In the Palestinian territories, the public also expressed anger. In the West Bank, stone-throwing demonstrators fought with armed Israeli forces. Along the Gaza-Israel border, one Palestinian was killed. But the demonstrations did not rise to the level of an outright uprising.

For diplomats and political observers from the Mediterranean to the Gulf, the decision brought mainly confusion. “We haven’t met anyone who supports President Trump’s decision, and no one knows what to do. No one knows what steps to take,” said a senior Turkish official present for a meeting between Tillerson and Turkey’s Foreign Minister Mevlut Cavusoglu in Brussels on Tuesday.

The president’s decision underscores the uncomfortable place the Palestinian cause holds in political life in the region. For decades, autocratic leaders have played sympathy for the Palestinians to distract from domestic political concerns. Leftist and Islamist movements have turned to Palestinian solidarity to galvanize action. But since Israel’s defeat of the Arab armies in 1967 and its occupation of east Jerusalem, the West Bank, and Gaza, the Palestinian issue has been a symbol of the failure of pan-Arabism and the powerlessness of Arab regimes.

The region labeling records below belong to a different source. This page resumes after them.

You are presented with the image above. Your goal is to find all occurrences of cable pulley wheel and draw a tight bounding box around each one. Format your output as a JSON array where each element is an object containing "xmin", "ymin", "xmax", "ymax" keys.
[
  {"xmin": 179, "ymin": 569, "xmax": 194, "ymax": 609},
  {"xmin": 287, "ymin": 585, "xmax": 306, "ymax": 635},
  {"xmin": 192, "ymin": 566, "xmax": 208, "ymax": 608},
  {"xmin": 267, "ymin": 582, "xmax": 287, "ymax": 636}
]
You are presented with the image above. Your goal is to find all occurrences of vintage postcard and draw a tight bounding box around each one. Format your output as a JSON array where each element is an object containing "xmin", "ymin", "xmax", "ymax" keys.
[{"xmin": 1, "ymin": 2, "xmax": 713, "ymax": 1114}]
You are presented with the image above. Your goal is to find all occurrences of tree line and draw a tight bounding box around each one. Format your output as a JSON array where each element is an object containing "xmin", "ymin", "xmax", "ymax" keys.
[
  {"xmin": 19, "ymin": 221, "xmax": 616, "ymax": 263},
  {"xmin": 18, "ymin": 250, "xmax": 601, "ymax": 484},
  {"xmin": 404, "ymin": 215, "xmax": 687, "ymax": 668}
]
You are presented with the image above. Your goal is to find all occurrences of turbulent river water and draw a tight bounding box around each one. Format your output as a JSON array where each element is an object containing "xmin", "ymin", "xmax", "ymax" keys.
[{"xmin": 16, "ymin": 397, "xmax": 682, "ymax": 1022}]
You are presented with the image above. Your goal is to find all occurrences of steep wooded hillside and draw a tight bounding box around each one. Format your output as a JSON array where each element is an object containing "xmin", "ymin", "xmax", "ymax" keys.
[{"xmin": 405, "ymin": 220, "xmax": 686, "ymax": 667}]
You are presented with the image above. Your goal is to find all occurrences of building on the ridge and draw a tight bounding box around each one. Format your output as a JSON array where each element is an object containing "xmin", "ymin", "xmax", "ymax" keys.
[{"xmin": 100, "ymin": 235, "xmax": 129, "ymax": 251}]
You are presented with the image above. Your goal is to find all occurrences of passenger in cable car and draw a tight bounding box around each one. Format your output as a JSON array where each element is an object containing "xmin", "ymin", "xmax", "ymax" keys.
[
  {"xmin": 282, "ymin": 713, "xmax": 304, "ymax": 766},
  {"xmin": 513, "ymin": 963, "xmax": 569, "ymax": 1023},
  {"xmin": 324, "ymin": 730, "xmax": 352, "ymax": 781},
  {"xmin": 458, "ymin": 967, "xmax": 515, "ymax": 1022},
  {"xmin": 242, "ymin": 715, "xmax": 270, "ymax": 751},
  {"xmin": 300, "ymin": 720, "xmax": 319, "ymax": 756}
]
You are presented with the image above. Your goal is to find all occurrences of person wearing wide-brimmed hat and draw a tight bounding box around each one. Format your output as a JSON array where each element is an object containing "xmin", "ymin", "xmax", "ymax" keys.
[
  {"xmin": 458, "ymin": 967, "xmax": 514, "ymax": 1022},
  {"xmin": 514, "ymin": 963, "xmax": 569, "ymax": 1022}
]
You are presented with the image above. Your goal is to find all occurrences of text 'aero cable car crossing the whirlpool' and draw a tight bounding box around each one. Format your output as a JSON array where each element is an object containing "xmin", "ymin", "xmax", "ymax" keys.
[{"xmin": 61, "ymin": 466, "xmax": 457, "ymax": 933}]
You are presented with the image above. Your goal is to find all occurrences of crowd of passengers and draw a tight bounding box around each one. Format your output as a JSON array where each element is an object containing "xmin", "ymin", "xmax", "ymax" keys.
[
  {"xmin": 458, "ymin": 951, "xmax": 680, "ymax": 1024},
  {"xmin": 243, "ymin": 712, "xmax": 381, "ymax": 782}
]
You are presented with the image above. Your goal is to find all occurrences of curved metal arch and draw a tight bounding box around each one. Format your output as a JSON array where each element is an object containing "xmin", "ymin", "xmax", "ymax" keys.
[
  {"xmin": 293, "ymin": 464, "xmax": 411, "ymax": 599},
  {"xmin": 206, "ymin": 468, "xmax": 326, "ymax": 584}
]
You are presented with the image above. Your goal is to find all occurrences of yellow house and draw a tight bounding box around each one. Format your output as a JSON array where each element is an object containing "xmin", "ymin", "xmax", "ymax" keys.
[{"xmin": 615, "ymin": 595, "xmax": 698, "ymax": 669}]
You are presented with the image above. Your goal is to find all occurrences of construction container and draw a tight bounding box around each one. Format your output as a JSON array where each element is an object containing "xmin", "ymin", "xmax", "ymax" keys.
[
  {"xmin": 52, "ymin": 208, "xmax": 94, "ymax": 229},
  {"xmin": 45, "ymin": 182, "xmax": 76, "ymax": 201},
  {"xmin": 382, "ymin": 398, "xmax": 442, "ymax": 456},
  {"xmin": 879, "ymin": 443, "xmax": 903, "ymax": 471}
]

In recent years, Palestinian solidarity has also been a catalyst for protests in otherwise repressive regimes in the Arab world. In Cairo in 2000, protests in support of the second Palestinian “intifada” hatched a generation of activists, some of whom would go on to participate in the uprising that toppled President Hosni Mubarak in 2011. Today, no such outburst of demonstrations appears forthcoming.

“It speaks to the almost unbridgeable disconnect between rulers and ruled in this region,” said Mouin Rabbani, an Amman-based analyst with the Institute for Palestine Studies. “All the indications are that the Americans have nothing to worry about. I would expect that to continue to be the case unless and until these governments, and Saudi Arabia in particular, feels that it needs to respond to popular mobilization.”

Outside of Israel and the Palestinian territories, no country will be struggling with Trump’s decision so much as Saudi Arabia, where King Salman and 32-year-old Crown Prince Mohammed Bin Salman have developed a warm relationship with Trump and his administration. The kingdom positions itself as a leader in the wider Muslim world by dint of its custodianship of Islam’s two holiest sites in Mecca and Medina. On Wednesday, Trump acceded to Israel’s claim over the Islam’s third holiest site—the Al-Aqsa Mosque compound in Jerusalem, a city holy to all three Abrahamic faiths.

Saudi Arabia’s condemnation of the Jerusalem decision was the first sign of disagreement with the United States since Trump took office in January. Trump has voiced support again and again for the Saudi leadership coalescing around the crown prince. There were other signs of tension in the U.S.-Saudi alliance. The same day as his decision on Jerusalem, the White House also issued a two-sentence statement urging Saudi Arabia to ease its sanctions on war-torn Yemen. “This must be done immediately for humanitarian reasons,” read the statement, with no further explanation.

Prior to his televised announcement on Wednesday, Trump and his administration briefed foreign governments on the decision. The president phoned Egypt’s President Sisi, King Abdullah of Jordan, and Palestinian President Mahmoud Abbas. In Brussels, Secretary of State Rex Tillerson briefed other states on the sidelines of a NATO meeting. In Ankara, Turkey’s President Recep Tayyip Erdogan held a summit with Jordan’s King Abdullah. Trump’s decision, Erdogan said, would “ignite new tensions and clashes in our region.”

Whether this will go further than a few burned American flags and effigies of Trump remains to be seen.